Topic: Using Changes in Costume to Understand Changes in Culture
Speaker: Dr. Catherine Mathias
The Peterborough Chapter of the Ontario Archaeological Society is pleased to announce the first public archaeology presentation of the fall season. Our speaker will be Dr. Catherine Mathias. Using her research into remnants of 17th century costumes found in Ferryland, Newfoundland. Dr. Mathias will explore how cultures change over time.
As Dr. Mathias noted in the introduction to her doctoral thesis, “researchers of Art History or Archaeology of the Early Modern Period evidence must be multidisciplinary in order to understand all aspects of culture. Objects which become popular as a costume component can serve as markers for changes in culture.”
She went on to say, “my presentation will demonstrate the value of one such marker, the bootspur of the 17th century. Examples are taken from an archaeological site in Ferryland Newfoundland.

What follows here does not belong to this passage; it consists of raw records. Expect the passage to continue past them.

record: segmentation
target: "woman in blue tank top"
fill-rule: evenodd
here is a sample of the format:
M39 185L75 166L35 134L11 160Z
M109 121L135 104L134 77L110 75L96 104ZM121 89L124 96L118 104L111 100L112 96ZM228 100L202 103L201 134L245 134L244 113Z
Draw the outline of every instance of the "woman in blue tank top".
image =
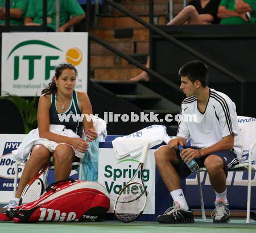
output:
M74 121L72 114L92 114L92 105L87 94L75 90L77 70L69 63L61 63L56 66L55 75L49 86L43 90L39 98L38 110L38 122L39 136L57 143L65 143L57 145L53 153L55 165L55 176L56 181L69 177L72 169L72 162L77 159L75 156L71 145L80 152L84 153L88 148L88 142L82 139L82 128L86 132L89 142L97 139L93 122L87 121L84 117L82 121ZM68 122L61 122L59 115L70 114ZM79 135L73 138L60 135L49 131L50 124L65 125ZM67 145L68 144L68 145ZM18 204L21 193L27 182L35 177L40 169L49 161L50 152L44 146L35 146L19 183L15 201Z

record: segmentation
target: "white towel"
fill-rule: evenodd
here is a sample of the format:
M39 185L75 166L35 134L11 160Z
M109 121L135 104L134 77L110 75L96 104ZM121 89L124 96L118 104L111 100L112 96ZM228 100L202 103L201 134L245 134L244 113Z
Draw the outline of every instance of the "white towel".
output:
M79 138L79 136L75 134L71 130L67 130L65 126L58 124L51 124L50 132L63 136L70 138ZM27 159L33 147L36 145L43 145L52 153L57 145L65 143L57 143L56 142L49 141L45 138L40 138L38 128L31 130L26 136L17 149L11 152L12 157L14 160L21 161ZM75 151L76 156L82 158L84 153L81 153L75 149L71 145L66 144L71 147Z
M166 126L154 124L129 135L117 138L112 144L115 156L120 159L129 155L133 158L140 155L145 141L148 141L152 148L163 142L168 144L170 140Z

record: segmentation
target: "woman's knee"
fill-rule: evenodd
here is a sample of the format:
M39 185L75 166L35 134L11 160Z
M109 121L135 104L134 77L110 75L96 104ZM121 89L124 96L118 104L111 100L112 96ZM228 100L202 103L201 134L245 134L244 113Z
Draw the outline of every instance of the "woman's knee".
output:
M192 5L189 5L189 6L186 6L184 9L184 10L189 14L192 14L193 13L195 12L197 12L197 11L196 9L196 7L195 7L194 6L192 6Z
M30 160L36 160L38 163L46 164L50 158L51 153L44 146L36 145L34 147Z
M222 159L217 155L210 155L205 159L204 166L209 173L216 172L224 168Z
M55 161L70 161L72 160L74 151L68 145L58 145L53 153Z

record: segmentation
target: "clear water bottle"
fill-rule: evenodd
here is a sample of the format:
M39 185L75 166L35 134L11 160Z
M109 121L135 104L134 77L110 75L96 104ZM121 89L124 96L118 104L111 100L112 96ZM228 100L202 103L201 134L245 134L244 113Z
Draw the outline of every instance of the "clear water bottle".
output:
M178 146L178 149L179 151L180 151L180 153L181 153L183 148L180 145ZM195 160L195 159L191 160L190 163L186 163L186 164L192 172L195 172L199 168L199 166L197 164L197 163L196 162L196 160Z

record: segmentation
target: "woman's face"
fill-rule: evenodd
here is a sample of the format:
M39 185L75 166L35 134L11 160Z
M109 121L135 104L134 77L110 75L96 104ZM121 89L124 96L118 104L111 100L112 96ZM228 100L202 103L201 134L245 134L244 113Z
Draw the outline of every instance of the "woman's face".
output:
M65 69L57 80L54 78L57 85L58 91L66 95L70 95L76 85L76 72L73 69Z

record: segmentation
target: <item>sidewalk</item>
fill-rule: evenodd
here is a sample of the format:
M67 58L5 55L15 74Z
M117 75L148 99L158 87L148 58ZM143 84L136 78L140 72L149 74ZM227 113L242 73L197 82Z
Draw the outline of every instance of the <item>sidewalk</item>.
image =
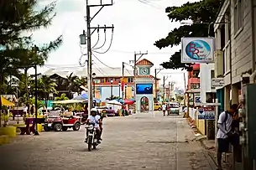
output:
M189 121L188 121L189 123ZM189 123L190 125L190 123ZM217 148L215 147L215 141L214 140L207 140L206 136L202 136L199 131L196 129L195 126L190 125L192 128L196 140L199 141L202 147L206 149L207 152L207 154L209 157L212 159L216 166L217 163ZM222 167L226 170L232 170L232 153L226 153L222 156Z

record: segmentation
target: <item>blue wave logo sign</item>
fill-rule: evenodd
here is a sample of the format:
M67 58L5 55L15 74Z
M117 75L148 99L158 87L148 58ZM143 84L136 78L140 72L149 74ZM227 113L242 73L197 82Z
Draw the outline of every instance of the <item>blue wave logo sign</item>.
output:
M203 60L211 54L211 46L203 40L191 41L185 47L186 55L194 60Z

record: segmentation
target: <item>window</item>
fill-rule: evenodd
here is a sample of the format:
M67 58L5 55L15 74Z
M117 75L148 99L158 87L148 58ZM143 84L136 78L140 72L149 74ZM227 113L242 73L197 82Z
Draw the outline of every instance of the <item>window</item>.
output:
M133 77L128 77L128 83L133 83Z
M94 79L93 80L94 80L95 83L100 83L101 82L101 80L99 79Z
M193 78L198 78L199 73L200 73L199 70L193 70Z
M237 33L243 26L243 0L235 0L234 4L234 28Z
M211 70L211 80L212 80L212 78L215 78L215 71L214 71L214 70ZM212 87L212 89L215 89L215 87Z
M211 70L211 79L212 79L214 77L215 77L215 71L214 71L214 70Z
M200 89L200 83L191 83L191 89Z

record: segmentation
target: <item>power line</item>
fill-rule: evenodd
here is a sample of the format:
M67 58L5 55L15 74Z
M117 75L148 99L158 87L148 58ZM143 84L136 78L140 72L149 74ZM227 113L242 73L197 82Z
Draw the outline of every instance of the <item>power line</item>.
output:
M123 51L118 49L110 49L110 52L116 52L116 53L123 53L123 54L134 54L134 51ZM159 52L149 52L149 54L168 54L171 55L171 52L166 52L166 53L159 53Z
M114 67L111 67L111 66L109 66L109 65L107 65L107 64L106 64L105 63L103 63L101 59L99 59L93 53L91 53L91 54L101 63L101 64L102 64L103 65L105 65L106 67L108 67L108 68L110 68L110 69L117 69L117 68L114 68Z

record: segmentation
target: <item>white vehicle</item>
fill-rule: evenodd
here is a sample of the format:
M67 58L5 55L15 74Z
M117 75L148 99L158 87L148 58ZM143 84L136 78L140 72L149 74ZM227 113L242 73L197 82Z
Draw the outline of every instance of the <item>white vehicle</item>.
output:
M170 102L167 104L168 115L179 115L180 114L180 104L177 102Z

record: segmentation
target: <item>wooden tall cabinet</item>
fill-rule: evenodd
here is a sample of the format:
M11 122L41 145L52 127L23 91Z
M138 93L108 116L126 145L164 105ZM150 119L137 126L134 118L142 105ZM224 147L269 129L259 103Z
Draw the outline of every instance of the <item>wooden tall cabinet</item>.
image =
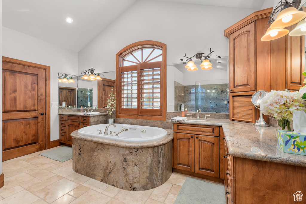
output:
M293 91L303 86L304 36L287 35L271 41L260 40L272 9L256 11L224 31L229 39L231 120L256 122L259 111L251 99L256 91Z

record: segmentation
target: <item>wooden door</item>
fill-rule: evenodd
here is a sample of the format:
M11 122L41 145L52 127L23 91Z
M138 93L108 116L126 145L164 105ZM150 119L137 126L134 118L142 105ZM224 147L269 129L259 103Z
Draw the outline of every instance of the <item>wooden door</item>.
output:
M256 41L253 22L230 35L230 88L231 92L255 90Z
M174 168L194 172L194 135L174 133Z
M67 121L67 131L66 143L72 144L72 137L70 135L72 132L81 129L81 123L79 122Z
M76 106L76 89L75 88L60 87L58 92L59 105L62 106L64 102L66 103L67 107L70 106Z
M50 67L3 57L2 67L5 161L50 145Z
M110 94L115 92L116 81L102 78L102 80L98 82L98 107L103 108L107 105L107 99L110 98Z
M195 137L195 172L219 178L219 137Z

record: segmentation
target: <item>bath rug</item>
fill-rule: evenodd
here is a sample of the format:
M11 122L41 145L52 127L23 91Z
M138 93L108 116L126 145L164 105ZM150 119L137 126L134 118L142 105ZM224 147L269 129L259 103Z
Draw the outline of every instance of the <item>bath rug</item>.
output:
M64 162L72 158L72 148L69 147L63 147L43 152L39 155L61 162Z
M174 204L224 204L224 187L187 177Z

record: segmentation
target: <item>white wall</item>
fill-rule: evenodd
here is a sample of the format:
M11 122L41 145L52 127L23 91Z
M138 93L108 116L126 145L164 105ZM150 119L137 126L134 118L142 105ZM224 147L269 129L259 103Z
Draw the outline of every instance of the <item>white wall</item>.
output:
M77 53L5 27L2 28L2 56L50 66L51 102L58 102L58 73L77 75ZM51 107L50 112L52 141L59 138L58 108Z
M156 40L167 45L167 64L180 62L211 48L228 55L224 29L255 10L228 7L138 1L79 52L79 72L115 70L116 54L135 42Z
M1 28L0 28L0 54L1 55L0 56L2 56L2 0L0 0L0 24L1 24ZM1 69L2 69L2 63L1 63L0 65L0 67ZM2 72L1 72L0 73L0 79L2 78ZM0 96L2 95L2 83L0 84ZM0 110L2 109L2 103L0 103ZM2 114L0 114L0 121L2 121ZM2 138L2 126L0 125L0 135L1 137L0 138ZM2 140L0 139L0 147L2 147ZM0 174L2 173L2 151L0 151Z

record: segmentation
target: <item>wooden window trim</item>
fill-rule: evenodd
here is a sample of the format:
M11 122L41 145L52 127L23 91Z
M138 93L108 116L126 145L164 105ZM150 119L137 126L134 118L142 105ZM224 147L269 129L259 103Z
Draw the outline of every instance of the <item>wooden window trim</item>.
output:
M156 47L162 50L162 69L160 73L160 109L162 114L160 116L141 115L139 114L134 115L119 113L119 100L120 95L120 72L119 68L123 66L123 58L122 57L127 54L141 48L146 47ZM153 40L144 40L134 43L126 46L119 51L116 56L116 117L121 118L130 118L132 119L141 119L143 120L154 120L156 121L166 121L166 113L167 111L166 103L166 88L167 88L167 48L166 44L157 41ZM138 89L138 88L137 88ZM137 95L138 96L139 95ZM137 108L137 109L139 109Z

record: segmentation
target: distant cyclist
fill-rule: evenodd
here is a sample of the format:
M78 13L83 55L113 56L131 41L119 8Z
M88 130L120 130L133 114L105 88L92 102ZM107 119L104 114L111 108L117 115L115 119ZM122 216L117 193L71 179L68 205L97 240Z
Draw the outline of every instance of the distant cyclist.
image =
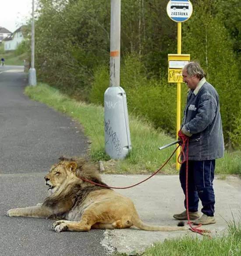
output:
M3 66L4 65L5 59L4 58L1 59L1 64Z

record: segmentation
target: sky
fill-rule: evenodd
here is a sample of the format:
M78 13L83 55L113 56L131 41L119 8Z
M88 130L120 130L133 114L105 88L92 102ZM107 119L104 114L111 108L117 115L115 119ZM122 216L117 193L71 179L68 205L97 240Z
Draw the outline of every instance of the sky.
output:
M13 33L31 18L32 0L0 0L0 26Z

“The bootspur,” she said, “re-surfaces as an important item of dress in the 1900s.” For anyone interested in seeing a modern example of this element of fashion, a bootspur from the 20th century is accessible to the public via the Victoria County Historical Society.
Dr. Mathias is an Art Historian who works with archaeological material culture to put context to largely print culture and other visual culture. She has worked in the field of art conservation for some time. Much of the material culture she has studied and conserved comes from Red Bay Labrador and Ferryland Newfoundland. She has also worked on a large amount of material culture from the Middle East, both in Qatar and Afghanistan. Her most recent research project involves the movement of metalwork out of current day Mosul Iraq.
She has also worked with a 200BC site in Southern Italy conserving buckets of terra sigillata wares and was responsible for the conservation of much of the West Coast aboriginal objects, now in our History Museum in Ottawa.